NO WRITER ATTRIBUTED

Harold Wilson, new leader of Britain's Labor Party, is "an opportunist, and not a doctrinaire socialist at all, John E. Rodman, assistant professor of Government, told the CRIMSON yesterday.

"Wilson was the first man on Mye Bevan's bandwagon and the first to leave it," Rodman said, and at the time of the intra-party debate on unilateral disarmament he was found talking both ways."

Rodman, who teaches a source in contemporary British government, said Wilson was probably not a bad choice as party leader, though he personally would have preferred the more conservative George Brown, deputy party leader.

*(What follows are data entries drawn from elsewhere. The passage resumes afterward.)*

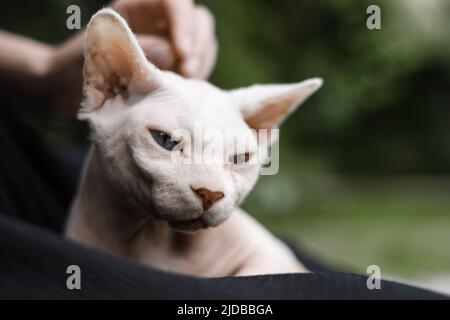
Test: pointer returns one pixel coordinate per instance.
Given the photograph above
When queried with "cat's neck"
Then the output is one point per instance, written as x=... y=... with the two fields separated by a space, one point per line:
x=98 y=218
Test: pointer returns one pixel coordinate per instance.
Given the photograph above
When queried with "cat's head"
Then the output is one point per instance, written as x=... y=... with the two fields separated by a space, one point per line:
x=135 y=109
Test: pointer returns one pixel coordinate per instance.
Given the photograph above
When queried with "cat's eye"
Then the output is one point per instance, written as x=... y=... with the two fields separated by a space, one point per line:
x=241 y=158
x=163 y=139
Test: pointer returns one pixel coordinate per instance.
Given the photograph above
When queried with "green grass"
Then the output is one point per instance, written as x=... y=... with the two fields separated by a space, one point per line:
x=401 y=224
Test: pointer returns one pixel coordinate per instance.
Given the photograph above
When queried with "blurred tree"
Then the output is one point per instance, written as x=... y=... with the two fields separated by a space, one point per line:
x=384 y=106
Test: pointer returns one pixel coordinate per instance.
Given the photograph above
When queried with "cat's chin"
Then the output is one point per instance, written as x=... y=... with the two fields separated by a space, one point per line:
x=189 y=225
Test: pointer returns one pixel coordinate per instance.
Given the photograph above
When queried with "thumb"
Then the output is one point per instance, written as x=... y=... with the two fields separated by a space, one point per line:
x=158 y=51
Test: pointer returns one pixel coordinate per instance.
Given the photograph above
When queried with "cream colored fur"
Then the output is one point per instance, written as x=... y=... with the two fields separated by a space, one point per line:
x=133 y=200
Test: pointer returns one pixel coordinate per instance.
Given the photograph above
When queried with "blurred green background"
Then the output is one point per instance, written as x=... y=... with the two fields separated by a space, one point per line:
x=365 y=163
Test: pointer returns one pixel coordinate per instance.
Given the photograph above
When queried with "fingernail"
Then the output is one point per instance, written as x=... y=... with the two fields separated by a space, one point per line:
x=186 y=46
x=191 y=67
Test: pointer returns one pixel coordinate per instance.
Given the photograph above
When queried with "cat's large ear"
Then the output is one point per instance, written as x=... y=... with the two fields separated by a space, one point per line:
x=114 y=62
x=267 y=106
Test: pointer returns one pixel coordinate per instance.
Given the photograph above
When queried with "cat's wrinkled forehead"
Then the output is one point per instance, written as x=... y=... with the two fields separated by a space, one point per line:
x=186 y=103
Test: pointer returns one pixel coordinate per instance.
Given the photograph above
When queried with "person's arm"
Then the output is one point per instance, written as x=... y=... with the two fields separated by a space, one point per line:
x=24 y=63
x=174 y=34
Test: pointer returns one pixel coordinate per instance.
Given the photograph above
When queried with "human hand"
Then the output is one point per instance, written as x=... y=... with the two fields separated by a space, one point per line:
x=174 y=34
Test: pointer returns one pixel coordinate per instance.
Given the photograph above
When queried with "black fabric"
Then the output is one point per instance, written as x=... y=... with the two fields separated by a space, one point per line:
x=35 y=191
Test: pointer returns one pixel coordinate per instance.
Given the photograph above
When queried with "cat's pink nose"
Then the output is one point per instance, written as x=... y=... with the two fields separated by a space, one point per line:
x=208 y=197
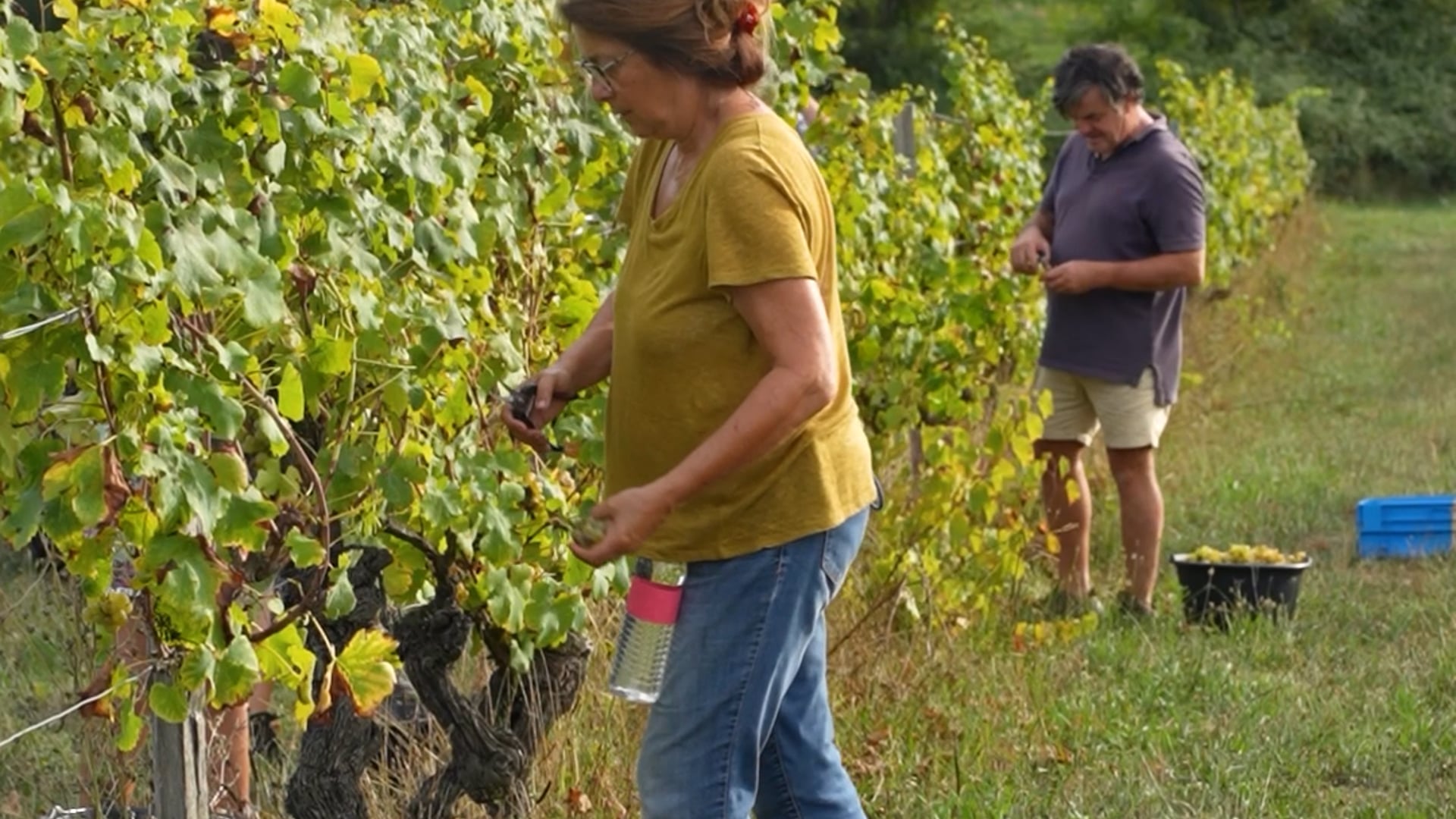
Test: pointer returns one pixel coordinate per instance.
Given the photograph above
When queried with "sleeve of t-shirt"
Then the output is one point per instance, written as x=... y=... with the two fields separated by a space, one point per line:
x=1175 y=212
x=626 y=206
x=758 y=228
x=1049 y=191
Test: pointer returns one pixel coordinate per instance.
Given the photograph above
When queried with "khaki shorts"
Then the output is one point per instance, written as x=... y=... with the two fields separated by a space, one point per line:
x=1128 y=416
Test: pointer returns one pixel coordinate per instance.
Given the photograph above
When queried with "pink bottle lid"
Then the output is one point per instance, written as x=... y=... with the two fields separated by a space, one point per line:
x=654 y=602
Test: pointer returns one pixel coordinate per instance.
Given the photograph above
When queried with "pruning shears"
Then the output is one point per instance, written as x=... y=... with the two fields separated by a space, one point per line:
x=522 y=400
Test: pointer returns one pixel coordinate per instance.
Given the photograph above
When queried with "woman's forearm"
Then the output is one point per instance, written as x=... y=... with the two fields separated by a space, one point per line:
x=780 y=406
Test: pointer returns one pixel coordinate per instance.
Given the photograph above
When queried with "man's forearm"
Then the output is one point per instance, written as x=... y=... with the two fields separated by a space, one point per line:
x=1163 y=271
x=588 y=359
x=1041 y=222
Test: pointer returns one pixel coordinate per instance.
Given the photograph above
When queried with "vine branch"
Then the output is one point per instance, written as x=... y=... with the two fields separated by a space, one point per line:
x=63 y=140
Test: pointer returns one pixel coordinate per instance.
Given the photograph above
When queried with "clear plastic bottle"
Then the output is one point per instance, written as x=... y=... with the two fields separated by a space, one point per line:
x=647 y=630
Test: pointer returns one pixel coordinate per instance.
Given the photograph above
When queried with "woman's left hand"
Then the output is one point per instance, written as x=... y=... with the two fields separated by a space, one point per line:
x=631 y=518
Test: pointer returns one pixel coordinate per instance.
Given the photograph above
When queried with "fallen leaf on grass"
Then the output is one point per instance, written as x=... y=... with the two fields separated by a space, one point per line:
x=579 y=802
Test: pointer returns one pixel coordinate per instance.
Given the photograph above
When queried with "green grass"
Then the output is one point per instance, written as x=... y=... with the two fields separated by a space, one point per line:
x=1326 y=379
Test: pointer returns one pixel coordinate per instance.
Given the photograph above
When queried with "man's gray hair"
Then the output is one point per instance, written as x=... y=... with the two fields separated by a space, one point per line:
x=1087 y=67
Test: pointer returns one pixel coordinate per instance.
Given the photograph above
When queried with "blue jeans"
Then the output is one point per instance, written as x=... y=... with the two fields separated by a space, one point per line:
x=743 y=716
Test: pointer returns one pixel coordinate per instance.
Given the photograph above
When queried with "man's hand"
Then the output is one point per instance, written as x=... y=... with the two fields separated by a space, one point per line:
x=1074 y=279
x=631 y=518
x=552 y=385
x=1030 y=249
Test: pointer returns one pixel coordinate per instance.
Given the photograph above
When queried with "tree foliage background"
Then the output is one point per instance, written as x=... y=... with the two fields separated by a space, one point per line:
x=1386 y=64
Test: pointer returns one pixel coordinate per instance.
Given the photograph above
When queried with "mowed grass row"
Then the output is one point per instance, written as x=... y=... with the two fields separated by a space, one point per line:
x=1329 y=379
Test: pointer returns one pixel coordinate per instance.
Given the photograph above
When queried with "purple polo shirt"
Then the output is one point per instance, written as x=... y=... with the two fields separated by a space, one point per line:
x=1145 y=200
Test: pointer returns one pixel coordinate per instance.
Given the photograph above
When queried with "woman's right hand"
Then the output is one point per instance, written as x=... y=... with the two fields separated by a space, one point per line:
x=552 y=394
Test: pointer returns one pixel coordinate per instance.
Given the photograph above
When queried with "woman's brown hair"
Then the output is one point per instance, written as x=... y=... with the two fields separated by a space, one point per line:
x=702 y=38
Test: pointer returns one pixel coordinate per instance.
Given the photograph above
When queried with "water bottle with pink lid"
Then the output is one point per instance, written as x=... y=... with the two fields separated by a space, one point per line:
x=647 y=630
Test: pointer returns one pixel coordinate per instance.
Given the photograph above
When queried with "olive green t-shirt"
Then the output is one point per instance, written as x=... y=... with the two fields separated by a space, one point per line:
x=755 y=209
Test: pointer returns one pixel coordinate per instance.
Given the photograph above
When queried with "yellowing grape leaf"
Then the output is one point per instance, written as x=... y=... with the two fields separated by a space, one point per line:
x=367 y=667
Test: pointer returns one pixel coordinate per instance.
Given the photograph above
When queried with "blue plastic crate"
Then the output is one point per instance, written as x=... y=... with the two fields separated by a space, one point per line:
x=1405 y=525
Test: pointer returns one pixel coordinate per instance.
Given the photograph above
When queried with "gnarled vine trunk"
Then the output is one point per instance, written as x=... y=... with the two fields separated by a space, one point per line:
x=340 y=745
x=495 y=732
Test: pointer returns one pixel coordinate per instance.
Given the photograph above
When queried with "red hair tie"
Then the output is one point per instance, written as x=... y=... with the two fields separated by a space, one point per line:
x=747 y=19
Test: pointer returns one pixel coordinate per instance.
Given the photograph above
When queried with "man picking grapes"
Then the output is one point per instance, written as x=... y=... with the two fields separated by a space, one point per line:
x=1117 y=240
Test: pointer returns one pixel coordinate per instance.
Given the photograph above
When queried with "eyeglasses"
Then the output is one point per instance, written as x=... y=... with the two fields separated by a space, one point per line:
x=603 y=71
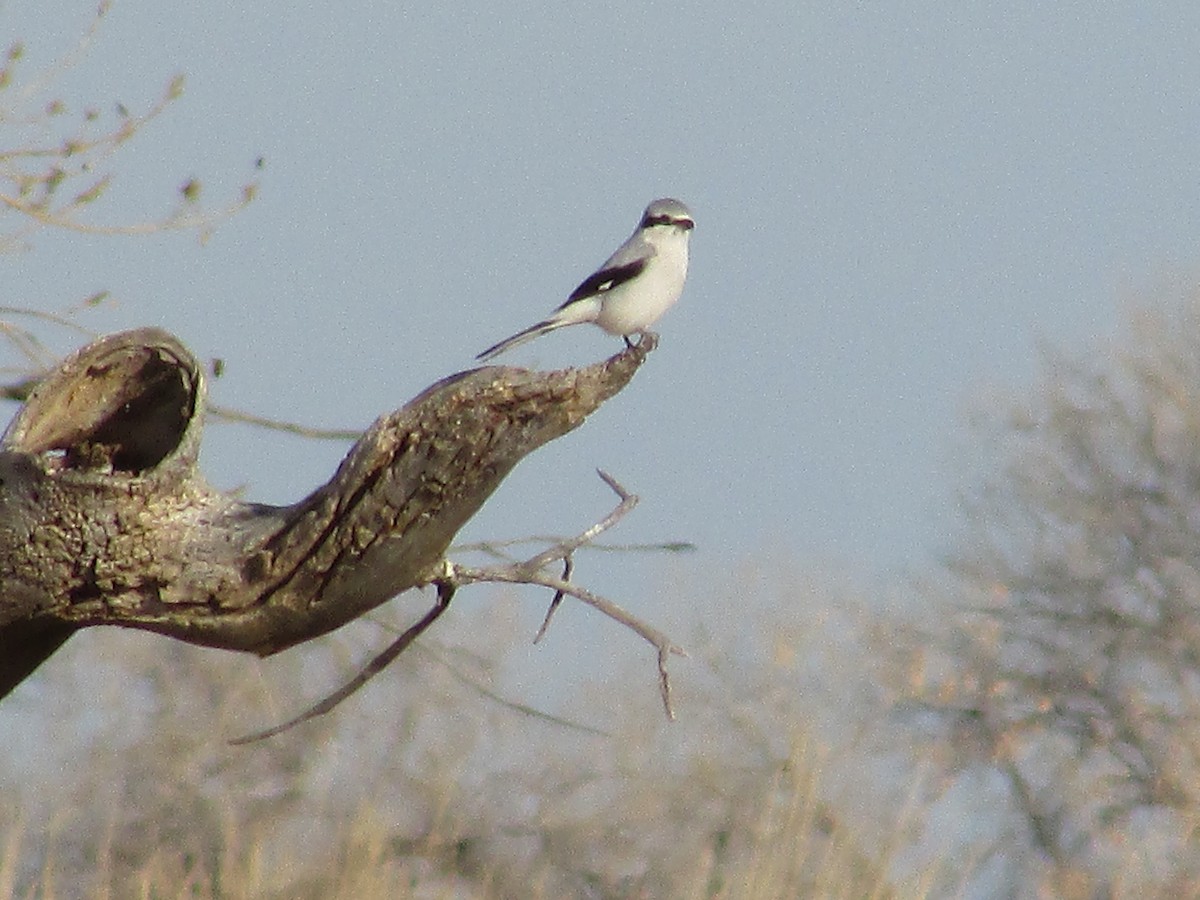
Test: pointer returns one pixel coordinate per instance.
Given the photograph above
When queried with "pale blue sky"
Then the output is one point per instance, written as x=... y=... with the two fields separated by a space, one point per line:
x=894 y=203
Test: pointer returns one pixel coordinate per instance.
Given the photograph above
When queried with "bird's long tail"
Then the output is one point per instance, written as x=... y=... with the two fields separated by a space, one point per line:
x=520 y=337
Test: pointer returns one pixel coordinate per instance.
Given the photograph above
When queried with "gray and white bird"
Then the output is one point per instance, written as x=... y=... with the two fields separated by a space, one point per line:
x=633 y=288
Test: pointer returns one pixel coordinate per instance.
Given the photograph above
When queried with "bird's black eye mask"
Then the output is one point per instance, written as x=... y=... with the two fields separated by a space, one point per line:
x=685 y=223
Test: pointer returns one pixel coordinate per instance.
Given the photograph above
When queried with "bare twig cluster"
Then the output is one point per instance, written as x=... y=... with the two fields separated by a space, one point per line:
x=531 y=571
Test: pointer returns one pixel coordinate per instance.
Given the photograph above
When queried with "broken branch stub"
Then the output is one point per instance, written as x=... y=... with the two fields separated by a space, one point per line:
x=105 y=519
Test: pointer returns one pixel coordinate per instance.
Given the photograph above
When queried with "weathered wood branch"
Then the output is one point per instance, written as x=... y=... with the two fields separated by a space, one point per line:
x=106 y=520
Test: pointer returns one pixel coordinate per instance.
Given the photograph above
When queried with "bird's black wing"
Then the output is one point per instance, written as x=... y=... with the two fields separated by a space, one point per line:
x=606 y=280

"Wilson is better known than Brown, and he's enough of an opportunist to unite the party," Rodman said. "If an election comes soon, the Labor Party will be stronger with Wilson than it would have been with Brown.

Beer Not Enthusiastic

Samuel Beer, professor of Government, said he has "no great enthusiasm for the choice," but he added that he thought it "no greater disaster than any of the alternatives."

Wilson won the Labor leadership ever Brown Thursday by a 144-103 vote of the party's members of the House of Commons. He has called himself "left of center politically," and was among the first members of his party to speak out against British entry into the Common Market. Wilson plans to visit the U.S. and Moscow, the Associated Press Reported yesterday.